Zondag 7 december
Hoewel het niet zoals in Nederland sneeuwt en vriest, wordt het hier best wel frisjes in de ochtend. Ik word wakker van de kou, wanneer de twee dekens waarin ik me had gewikkeld zich los gevochten hebben. Ik wil me net weer mummificeren als ik me bedenk dat ik toch maar eerst even de tijd moet checken. Ja hoor, 05:00. En mijn wekker gaat om 05:15. Waarom wil ik op een vrije dag zo vroeg m’n nest uit ga? Omdat ik slechts 8 weken geleden het nogal ambitieuze idee in m’n hoofd heb gehaald om in Pune aan een 10-kilometerrace mee te doen. Een plan dat een paar jaar geleden, toen ik nog bijna maandelijks aan een dergelijk evenement deelnam, minder hoog gegrepen had geleken. Maar die laatste wedstrijd was onderhand drie jaar geleden, en in de tussentijd ben ik vaker kreupel dan niet-kreupel geweest. De afgelopen weken heb ik redelijk fanatiek getraind in de sportschool, maar heb geen enkele keer werkelijk tien kilometer achter elkaar gelopen. Bijna wil ik er niet mee doorgaan: ik kan mijn hoofd niet draaien door spierpijn in m’n nek (ik geef de airco bij de Starbucks de schuld) en moet naar de andere kant van een stad die drie keer zo groot is als Amsterdam om m’n startnummer op te halen en oh ja, heb dus absoluut niet voldoende getraind.
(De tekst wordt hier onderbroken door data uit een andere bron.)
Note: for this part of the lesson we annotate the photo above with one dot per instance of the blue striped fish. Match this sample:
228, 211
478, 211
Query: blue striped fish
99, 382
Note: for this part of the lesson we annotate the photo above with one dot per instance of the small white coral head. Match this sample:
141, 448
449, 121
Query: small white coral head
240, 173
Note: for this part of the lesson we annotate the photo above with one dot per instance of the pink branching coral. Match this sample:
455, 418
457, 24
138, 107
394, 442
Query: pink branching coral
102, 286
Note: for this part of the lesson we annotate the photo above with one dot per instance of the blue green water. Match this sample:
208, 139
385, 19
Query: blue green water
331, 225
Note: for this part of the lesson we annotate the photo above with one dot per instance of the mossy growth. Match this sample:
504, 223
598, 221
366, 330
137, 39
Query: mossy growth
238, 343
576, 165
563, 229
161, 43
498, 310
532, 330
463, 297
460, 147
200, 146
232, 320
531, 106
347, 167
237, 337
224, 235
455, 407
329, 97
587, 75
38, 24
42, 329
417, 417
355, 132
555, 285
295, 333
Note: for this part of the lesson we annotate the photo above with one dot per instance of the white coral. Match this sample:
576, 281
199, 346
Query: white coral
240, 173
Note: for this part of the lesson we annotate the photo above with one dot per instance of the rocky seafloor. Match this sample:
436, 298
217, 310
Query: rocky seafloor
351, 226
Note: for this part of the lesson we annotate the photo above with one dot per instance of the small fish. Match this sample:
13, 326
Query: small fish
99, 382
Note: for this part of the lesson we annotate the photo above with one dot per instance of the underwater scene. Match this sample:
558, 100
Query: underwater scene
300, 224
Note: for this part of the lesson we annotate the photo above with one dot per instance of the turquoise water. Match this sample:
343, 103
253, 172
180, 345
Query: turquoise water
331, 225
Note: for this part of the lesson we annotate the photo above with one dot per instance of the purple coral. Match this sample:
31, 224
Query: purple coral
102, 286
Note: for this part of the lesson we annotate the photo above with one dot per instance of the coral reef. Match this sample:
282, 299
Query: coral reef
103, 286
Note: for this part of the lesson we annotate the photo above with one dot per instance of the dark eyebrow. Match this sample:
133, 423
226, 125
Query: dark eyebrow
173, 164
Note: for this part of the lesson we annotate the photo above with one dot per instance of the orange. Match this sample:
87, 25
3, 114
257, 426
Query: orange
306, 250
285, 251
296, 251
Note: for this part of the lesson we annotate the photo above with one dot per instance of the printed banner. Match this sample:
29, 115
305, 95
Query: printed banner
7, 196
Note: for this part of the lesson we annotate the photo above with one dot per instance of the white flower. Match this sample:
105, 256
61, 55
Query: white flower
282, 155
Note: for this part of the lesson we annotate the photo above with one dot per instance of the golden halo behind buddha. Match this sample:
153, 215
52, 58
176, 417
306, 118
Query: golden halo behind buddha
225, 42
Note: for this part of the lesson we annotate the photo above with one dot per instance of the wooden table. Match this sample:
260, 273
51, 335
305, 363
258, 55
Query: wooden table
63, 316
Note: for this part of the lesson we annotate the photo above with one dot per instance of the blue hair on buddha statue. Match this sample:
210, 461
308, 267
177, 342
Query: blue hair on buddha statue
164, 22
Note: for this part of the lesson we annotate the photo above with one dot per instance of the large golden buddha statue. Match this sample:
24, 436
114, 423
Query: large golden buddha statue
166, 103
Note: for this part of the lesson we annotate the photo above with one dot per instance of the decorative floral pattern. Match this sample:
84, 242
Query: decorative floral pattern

Wat is het nog steeds koud. Om 06:00 ben ik door Ravi (de man van Zarin) met de auto weggebracht. Arme man. Gelukkig was hij sowieso al op geweest want vrouwlief gaat om dezelfde tijd naar yoga. Hoe dichter we bij het startpunt komen, hoe meer hardlopers we zien. Ik begin de bekende pre-wedstrijdkriebels weer te krijgen.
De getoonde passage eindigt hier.